What Makes an AI Image Look Fake?
A visual vocabulary for spotting and improving the details that feel synthetic.
This topic targets users learning the visual vocabulary of fake-looking generated images. It helps them diagnose the problem before choosing a cleanup or realism workflow.
A polished ad image that felt fake because the scene did not add up
The subject was sharp and attractive, but the reflection, background light, and product shadow disagreed with each other. The image did not need more detail; it needed visual logic.

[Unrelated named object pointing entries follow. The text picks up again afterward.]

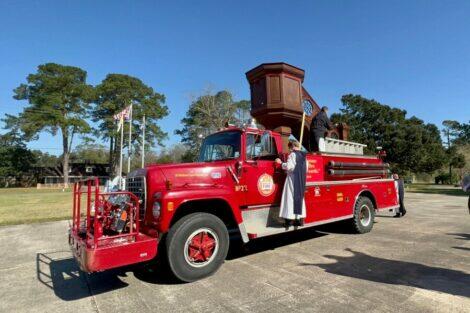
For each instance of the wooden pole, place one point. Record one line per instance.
(302, 129)
(129, 148)
(143, 141)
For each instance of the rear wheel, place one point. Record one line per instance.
(364, 214)
(197, 246)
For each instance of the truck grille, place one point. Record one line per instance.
(137, 186)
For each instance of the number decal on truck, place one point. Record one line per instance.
(266, 185)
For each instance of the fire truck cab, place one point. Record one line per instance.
(190, 210)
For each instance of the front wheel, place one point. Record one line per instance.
(197, 246)
(364, 214)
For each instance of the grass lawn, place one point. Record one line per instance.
(436, 189)
(30, 205)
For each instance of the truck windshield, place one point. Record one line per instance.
(220, 146)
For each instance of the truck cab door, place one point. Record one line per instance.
(262, 179)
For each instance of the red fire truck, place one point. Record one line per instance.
(189, 210)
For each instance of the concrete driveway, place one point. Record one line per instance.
(419, 263)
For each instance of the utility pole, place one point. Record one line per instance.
(143, 141)
(129, 148)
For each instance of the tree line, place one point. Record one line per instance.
(61, 102)
(412, 145)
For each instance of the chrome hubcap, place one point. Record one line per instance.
(201, 247)
(365, 215)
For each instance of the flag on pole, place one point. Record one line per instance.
(123, 115)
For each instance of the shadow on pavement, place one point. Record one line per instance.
(60, 272)
(62, 275)
(239, 250)
(462, 248)
(366, 267)
(461, 236)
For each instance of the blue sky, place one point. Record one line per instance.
(414, 55)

Fake often means inconsistent
A generated image can have beautiful parts and still fail when those parts do not belong together. Look for mismatched light, impossible reflections, and material that behaves the same everywhere.
Perfection is suspicious
Real images usually have variation: skin pores, fabric weave, shadow falloff, lens softness, and small imperfections. When everything is equally smooth, viewers sense it.
The fix starts with diagnosis
Before running another generation, identify the exact reason the image feels fake. That makes the post-processing pass faster and keeps the result closer to the original idea.
Pre-publishing checklist
- Check whether light and shadow agree.
- Look for identical texture across different materials.
- Inspect reflections and contact points.
- Review hands, faces, and product edges.
- Ask whether the scene could exist in a real photo.
Recommended workflow
- Diagnose the fake-looking signal first.
- Run Clean for local artifacts or Realistic for overall depth.
- Use the final crop to decide whether the image is ready.